Participants were paid ∼80
euros for their participation. In each of 5 scanning sessions of ∼8 min each, subjects viewed 120 successive, full-contrast BMS-777607 molecular weight Gabor patches that were oriented at between −90° and 90° relative to the vertical meridian. Each stimulus was visible for 1500 ms, during which period subjects were required to make a categorization judgment by pressing the right or left button on the response pad. Auditory feedback consisted of an ascending (400/800 Hz) or descending (800/400 Hz) tone of 200 ms, and followed stimulus onset by a variable interval in the range of 3–7 s. On 25% of trials, correct or incorrect feedback engendered a small monetary gain or loss, which was totaled up and supplemented subjects’

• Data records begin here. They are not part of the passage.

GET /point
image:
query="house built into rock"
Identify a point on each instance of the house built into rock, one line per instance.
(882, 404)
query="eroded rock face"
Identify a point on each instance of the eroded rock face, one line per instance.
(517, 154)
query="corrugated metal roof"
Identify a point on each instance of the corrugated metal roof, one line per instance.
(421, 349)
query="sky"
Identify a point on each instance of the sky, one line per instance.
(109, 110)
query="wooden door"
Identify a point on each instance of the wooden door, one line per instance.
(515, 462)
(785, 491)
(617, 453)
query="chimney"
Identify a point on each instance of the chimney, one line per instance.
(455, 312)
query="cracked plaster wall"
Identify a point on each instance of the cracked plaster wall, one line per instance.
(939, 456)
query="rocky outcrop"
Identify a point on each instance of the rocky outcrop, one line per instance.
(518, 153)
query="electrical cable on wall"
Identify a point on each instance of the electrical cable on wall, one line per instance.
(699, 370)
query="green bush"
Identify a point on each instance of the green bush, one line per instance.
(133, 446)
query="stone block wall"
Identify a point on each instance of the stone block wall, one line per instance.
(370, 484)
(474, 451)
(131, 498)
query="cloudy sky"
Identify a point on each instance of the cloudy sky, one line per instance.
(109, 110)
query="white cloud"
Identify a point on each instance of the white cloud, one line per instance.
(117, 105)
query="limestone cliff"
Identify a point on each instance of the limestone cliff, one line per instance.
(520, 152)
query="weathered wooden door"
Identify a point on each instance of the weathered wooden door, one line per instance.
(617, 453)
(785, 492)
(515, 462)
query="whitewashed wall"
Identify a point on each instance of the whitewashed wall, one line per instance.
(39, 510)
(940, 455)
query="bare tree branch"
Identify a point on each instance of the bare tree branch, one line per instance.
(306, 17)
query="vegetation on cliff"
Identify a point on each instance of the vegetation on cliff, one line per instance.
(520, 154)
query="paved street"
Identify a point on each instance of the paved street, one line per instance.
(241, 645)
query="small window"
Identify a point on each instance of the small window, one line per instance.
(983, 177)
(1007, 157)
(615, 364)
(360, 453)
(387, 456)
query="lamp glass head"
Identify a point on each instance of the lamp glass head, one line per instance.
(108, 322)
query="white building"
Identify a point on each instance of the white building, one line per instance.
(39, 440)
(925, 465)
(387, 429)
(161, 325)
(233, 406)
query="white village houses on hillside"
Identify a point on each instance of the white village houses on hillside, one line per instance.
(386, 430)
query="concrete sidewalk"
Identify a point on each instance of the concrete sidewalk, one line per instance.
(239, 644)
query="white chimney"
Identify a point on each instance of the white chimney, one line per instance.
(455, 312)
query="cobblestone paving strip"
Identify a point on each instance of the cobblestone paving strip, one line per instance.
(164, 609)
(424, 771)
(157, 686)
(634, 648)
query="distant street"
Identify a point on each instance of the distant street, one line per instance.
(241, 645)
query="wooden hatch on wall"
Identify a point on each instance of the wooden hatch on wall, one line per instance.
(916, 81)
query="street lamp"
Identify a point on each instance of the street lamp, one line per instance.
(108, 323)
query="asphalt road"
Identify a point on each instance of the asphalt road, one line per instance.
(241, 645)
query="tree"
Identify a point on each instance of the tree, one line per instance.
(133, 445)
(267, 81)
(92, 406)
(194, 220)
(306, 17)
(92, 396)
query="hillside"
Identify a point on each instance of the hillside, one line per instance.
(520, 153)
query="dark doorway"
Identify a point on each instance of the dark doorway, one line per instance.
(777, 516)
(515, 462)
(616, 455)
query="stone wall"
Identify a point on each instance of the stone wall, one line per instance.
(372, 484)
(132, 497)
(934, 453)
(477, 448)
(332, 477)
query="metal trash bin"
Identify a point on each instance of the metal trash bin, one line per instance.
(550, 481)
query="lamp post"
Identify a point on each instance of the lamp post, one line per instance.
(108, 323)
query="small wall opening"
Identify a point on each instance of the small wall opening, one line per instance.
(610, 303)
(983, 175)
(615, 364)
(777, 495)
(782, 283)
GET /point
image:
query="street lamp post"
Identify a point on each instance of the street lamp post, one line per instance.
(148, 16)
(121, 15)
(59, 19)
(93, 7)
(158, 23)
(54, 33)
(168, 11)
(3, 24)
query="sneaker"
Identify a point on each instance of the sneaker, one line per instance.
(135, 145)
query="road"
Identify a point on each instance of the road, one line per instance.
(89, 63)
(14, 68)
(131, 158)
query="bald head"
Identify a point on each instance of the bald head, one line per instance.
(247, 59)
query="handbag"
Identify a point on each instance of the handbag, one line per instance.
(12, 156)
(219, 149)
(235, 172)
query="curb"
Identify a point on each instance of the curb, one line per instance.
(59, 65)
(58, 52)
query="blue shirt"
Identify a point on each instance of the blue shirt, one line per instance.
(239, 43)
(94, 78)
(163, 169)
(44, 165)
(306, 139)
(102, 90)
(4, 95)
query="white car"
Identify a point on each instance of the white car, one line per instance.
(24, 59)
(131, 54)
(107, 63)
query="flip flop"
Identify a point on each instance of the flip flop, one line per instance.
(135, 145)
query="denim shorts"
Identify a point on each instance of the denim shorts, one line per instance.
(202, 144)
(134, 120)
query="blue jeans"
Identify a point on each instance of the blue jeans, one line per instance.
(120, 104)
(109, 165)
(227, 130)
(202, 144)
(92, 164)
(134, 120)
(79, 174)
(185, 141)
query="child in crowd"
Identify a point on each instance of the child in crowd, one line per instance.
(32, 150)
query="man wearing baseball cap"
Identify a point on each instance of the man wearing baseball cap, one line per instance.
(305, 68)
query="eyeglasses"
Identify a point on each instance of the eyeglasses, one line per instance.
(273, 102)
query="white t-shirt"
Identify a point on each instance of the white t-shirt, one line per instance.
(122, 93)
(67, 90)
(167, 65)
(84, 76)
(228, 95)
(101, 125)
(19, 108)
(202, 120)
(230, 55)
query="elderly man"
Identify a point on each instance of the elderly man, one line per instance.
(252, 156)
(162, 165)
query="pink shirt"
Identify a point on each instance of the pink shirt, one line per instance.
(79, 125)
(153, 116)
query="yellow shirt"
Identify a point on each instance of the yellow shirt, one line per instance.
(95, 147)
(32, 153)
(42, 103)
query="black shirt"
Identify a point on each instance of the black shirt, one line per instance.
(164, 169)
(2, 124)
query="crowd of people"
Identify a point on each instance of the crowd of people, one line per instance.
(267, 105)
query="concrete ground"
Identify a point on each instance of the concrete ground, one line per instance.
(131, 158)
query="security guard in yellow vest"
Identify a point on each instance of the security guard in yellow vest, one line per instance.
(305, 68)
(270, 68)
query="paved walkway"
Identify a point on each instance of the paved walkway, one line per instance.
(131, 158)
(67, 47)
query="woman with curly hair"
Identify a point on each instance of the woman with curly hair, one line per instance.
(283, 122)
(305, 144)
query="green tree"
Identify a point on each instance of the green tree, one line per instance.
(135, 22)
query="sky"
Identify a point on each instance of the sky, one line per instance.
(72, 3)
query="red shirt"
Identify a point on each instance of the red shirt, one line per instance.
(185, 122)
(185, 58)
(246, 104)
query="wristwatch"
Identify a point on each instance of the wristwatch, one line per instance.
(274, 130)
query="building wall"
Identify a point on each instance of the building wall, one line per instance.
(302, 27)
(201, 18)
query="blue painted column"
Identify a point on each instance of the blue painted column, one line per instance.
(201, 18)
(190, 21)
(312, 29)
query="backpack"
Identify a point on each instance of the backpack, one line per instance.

compensation (range 20–30 euros). An interstimulus interval of 1 s intervened between feedback and the subsequent stimulus. Stimuli were drawn randomly from category A (60 trials) or B (60 trials) with no constraints, and response-category assignments were counterbalanced across subjects. Category means and variances were unstable and independent, and jumped unpredictably every 10 or 20 trials (4 episodes of 10 trials, 4 episodes of 20 trials, randomly DAPT clinical trial intermixed) to a new mean drawn from a uniform random distribution with a variance of either 5° or 20°. Values representing the probability of choosing category A over B under the Bayesian model were estimated using a hierarchical Bayesian learner that calculates best-guess estimates of the generative mean and variance of each category in a Markovian fashion. For each category, a generative model of the observations is assumed as follows (see Supplemental Experimental Procedures and Behrens et al. [2007] for a more extensive description of a related model). At each trial i, after Rolziracetam the true category has been revealed, the probability of observing the orientation i (given any possible mean and variance) may be written: equation(Equation 4) p(Yi|μi,σi)∼N(μi,σi)p(Yi|μi,σi)∼N(μi,σi)Hence,
each new data point contains information about the underlying mean and variance. However, the mean and variance are constant over runs of trials before jumps, or change points occur. Hence, the prior distribution, conditional on the previous trial, may be written as follows: equation(Equation 5) p(μi|μi−1,Ji)={δ(μi−μi−1)U(0,180)Ji=0Ji=1This equation states that the underlying category mean at trial i will be the same as that at trial i-1 if there has not been a jump (J = 0), or could take on any value if there has been a jump (J = 1). A similar equation may be written to describe the dynamics of σ, which varied in a log space. equation(Equation 6) p(σi|σi−1,Ji)={δ(σi−σi−1)U(2,40)Ji=0Ji=1Jumps J occur at random with probability v, termed the volatility.